Sansa ricordava, con incredibile chiarezza ricordava quando aveva deciso di bandire per sempre dal proprio cuore il sogno di essere amata davvero da qualcuno: l’amore vero era morto con l’estinzione di tutta la sua famiglia.
«Eppure li invidio» disse Sansa, abbandonandolo e facendo qualche passo in mezzo alla stanza, «invidio quella donna sgraziata e coraggiosa e quell’uomo che dovrei soltanto odiare. Invidio quello che potrebbero costruire insieme, invidio i loro sguardi e il bisogno che mostravano di avere l’uno dell’altro.»
«Sciocchi e sentimentali. Una tua sola parola e le loro teste farebbero bella mostra di sé, piantate sulle picche, in cima alla torre più alta di questo palazzo.»
«Una parola che non ho potuto pronunciare.»
Ditocorto rise e lei lo fissò con un misto di affetto e disgusto.
«Non hai voluto, dolce Sansa, perché sapere che da qualche parte, in questo tuo vasto regno tormentato, c’è qualcuno che davvero rischia di raggiungere la felicità è qualcosa di cui non vuoi privarti. Una tortura per la mente e per il cuore di cui non puoi fare a meno.»
La nuova Regina dei Sette Regni ponderò quelle parole, lo fece per un lungo momento e con grande attenzione, e poi decise che Petyr Baelish la conosceva sin troppo bene.
«Dovresti pensarla in un altro modo, Sansa» proseguì lui, imperterrito: «Sei una donna fortunata, perché non rischierai mai di raggiungere la felicità e per questo motivo nessuno sarà mai in grado di portartela via.»
Gli occhi di Ditocorto la fissavano con attenzione, scrutandola come se si aspettasse da lei chissà quale risposta.
Sansa si strinse nelle spalle, invece, e si limitò a dire: «È un rischio che nemmeno tu corri, Lord Petyr.»
Lui le si avvicinò di nuovo, le prese la mano e gliela baciò elegantemente, continuando a guardarla in volto, serio: «Questo perché» disse «ho già provato a montare quel cavallo e sono già stato disarcionato. Non ho alcun interesse a provare ancora una volta.»
E Sansa decise con sicurezza improvvisa che anche lei, su quella sella, avrebbe preferito non montare mai più.

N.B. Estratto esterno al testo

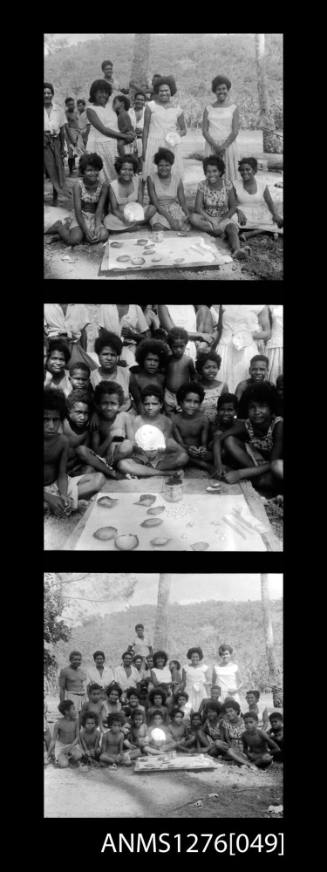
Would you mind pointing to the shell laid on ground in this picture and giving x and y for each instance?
(151, 522)
(126, 541)
(156, 510)
(200, 546)
(105, 533)
(106, 502)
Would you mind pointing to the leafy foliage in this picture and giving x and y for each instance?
(194, 60)
(207, 624)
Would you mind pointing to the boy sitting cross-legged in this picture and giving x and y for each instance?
(61, 492)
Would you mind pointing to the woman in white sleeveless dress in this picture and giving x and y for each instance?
(274, 347)
(195, 678)
(255, 207)
(243, 326)
(226, 675)
(164, 124)
(220, 127)
(103, 135)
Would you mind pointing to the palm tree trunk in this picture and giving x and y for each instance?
(140, 63)
(161, 622)
(273, 671)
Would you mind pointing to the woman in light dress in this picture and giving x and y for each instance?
(104, 132)
(195, 678)
(274, 346)
(243, 327)
(255, 207)
(226, 675)
(220, 127)
(164, 124)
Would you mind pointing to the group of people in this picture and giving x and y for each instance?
(121, 148)
(150, 705)
(182, 398)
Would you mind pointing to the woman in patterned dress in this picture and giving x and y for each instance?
(220, 127)
(215, 204)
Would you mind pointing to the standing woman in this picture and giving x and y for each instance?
(54, 142)
(220, 127)
(164, 124)
(104, 130)
(242, 328)
(274, 347)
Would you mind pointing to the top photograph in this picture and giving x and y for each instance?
(163, 156)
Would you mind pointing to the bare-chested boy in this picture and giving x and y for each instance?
(61, 492)
(258, 746)
(64, 745)
(154, 451)
(180, 368)
(113, 741)
(191, 426)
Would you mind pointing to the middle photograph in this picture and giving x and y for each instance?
(163, 427)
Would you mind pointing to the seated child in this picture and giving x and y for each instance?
(258, 369)
(157, 700)
(113, 741)
(255, 446)
(89, 197)
(90, 736)
(137, 736)
(178, 729)
(226, 416)
(159, 739)
(190, 425)
(81, 458)
(64, 747)
(95, 705)
(207, 366)
(154, 451)
(196, 740)
(61, 492)
(151, 356)
(108, 347)
(56, 375)
(276, 732)
(257, 745)
(215, 693)
(180, 368)
(176, 675)
(111, 428)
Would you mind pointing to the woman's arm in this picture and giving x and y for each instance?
(235, 129)
(181, 125)
(264, 321)
(147, 119)
(272, 208)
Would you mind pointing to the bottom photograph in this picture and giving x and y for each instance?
(163, 695)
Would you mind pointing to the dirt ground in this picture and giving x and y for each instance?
(265, 261)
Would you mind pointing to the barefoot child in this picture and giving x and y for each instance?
(190, 426)
(151, 356)
(90, 736)
(207, 366)
(257, 745)
(113, 741)
(64, 746)
(57, 375)
(255, 445)
(89, 197)
(154, 451)
(62, 492)
(108, 347)
(180, 367)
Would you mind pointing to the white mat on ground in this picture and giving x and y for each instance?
(173, 251)
(198, 522)
(171, 763)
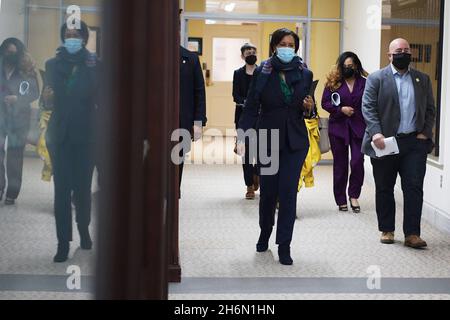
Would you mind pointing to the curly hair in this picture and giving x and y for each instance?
(26, 65)
(335, 78)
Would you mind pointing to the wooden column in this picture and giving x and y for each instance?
(137, 201)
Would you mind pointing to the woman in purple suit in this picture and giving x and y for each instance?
(342, 98)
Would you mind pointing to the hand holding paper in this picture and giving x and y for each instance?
(391, 148)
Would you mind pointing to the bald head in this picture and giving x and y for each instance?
(400, 54)
(398, 46)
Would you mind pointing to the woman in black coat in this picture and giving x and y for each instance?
(280, 90)
(18, 89)
(70, 91)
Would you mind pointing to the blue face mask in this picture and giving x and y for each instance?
(73, 45)
(285, 54)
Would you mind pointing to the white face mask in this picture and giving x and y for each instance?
(73, 45)
(285, 54)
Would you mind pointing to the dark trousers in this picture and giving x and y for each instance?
(411, 165)
(11, 169)
(73, 167)
(341, 179)
(249, 166)
(282, 186)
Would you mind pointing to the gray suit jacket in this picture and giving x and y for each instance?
(381, 106)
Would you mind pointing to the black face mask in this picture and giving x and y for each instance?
(401, 60)
(11, 59)
(348, 73)
(251, 60)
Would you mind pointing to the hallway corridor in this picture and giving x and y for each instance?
(218, 230)
(332, 251)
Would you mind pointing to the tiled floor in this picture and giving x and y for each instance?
(333, 252)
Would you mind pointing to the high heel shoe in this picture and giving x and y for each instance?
(356, 209)
(85, 238)
(284, 253)
(263, 242)
(63, 252)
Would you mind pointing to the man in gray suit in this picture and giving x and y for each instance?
(398, 102)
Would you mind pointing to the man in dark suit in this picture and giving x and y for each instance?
(241, 84)
(192, 99)
(398, 102)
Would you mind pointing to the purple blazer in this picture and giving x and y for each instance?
(340, 125)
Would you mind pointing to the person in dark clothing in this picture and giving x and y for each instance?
(192, 100)
(280, 90)
(70, 91)
(241, 84)
(18, 89)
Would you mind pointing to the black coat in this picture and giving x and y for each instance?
(192, 91)
(15, 120)
(275, 112)
(74, 110)
(240, 91)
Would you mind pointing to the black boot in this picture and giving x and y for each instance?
(284, 253)
(63, 252)
(263, 242)
(85, 237)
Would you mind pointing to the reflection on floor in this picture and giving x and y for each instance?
(334, 253)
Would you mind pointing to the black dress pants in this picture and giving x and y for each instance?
(73, 167)
(410, 164)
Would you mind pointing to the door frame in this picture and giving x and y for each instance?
(305, 20)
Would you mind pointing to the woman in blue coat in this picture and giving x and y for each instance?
(71, 88)
(277, 100)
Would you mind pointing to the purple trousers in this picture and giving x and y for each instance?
(341, 179)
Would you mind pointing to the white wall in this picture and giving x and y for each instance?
(362, 31)
(12, 19)
(437, 193)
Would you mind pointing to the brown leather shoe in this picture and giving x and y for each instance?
(255, 183)
(250, 195)
(387, 238)
(415, 242)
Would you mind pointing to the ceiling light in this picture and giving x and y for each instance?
(230, 7)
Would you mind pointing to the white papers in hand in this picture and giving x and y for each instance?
(390, 149)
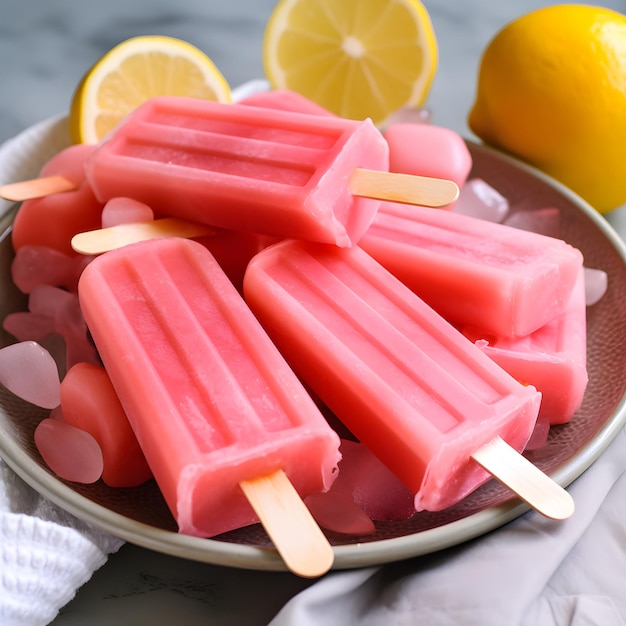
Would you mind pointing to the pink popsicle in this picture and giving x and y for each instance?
(428, 150)
(496, 278)
(211, 400)
(242, 167)
(423, 398)
(252, 168)
(553, 358)
(69, 212)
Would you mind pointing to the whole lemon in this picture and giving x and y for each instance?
(552, 91)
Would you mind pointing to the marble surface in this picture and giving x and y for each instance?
(45, 47)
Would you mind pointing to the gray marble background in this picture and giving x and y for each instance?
(45, 48)
(47, 45)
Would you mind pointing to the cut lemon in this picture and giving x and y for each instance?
(135, 71)
(356, 58)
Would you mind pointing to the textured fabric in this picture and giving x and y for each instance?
(45, 554)
(532, 572)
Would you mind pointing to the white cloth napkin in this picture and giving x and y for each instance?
(532, 572)
(46, 554)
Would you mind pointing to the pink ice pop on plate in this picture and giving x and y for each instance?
(480, 274)
(553, 358)
(213, 404)
(409, 386)
(249, 168)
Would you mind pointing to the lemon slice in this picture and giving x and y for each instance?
(356, 58)
(134, 71)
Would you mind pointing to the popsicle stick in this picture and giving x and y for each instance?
(289, 524)
(404, 188)
(525, 479)
(35, 188)
(106, 239)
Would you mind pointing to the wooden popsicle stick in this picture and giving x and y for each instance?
(404, 188)
(289, 524)
(35, 188)
(525, 479)
(106, 239)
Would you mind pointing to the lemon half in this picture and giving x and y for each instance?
(134, 71)
(356, 58)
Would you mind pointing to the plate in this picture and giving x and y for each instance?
(140, 516)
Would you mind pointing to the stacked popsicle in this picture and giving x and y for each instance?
(214, 405)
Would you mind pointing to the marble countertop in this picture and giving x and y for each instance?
(45, 47)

'Cause this is torturous electricity
Between both of us and this is
Dangerous 'cause I want you so much
But I hate your guts
I hate you
Landfill
– Dughter, ripresa

 

Note finali:
Una nota linguistica. Per chi come me è fissato con le citazioni a inizio storia... ho scoperto che “I hate you guts” traducibile con “odio i tuoi intestini” significa pressappoco: “ti odio a morte”, “ti odio dal più profondo del cuore”. E niente, l’ho amato in generale e l’ho amato per questa coppia. Adoro i modi di dire inglesi.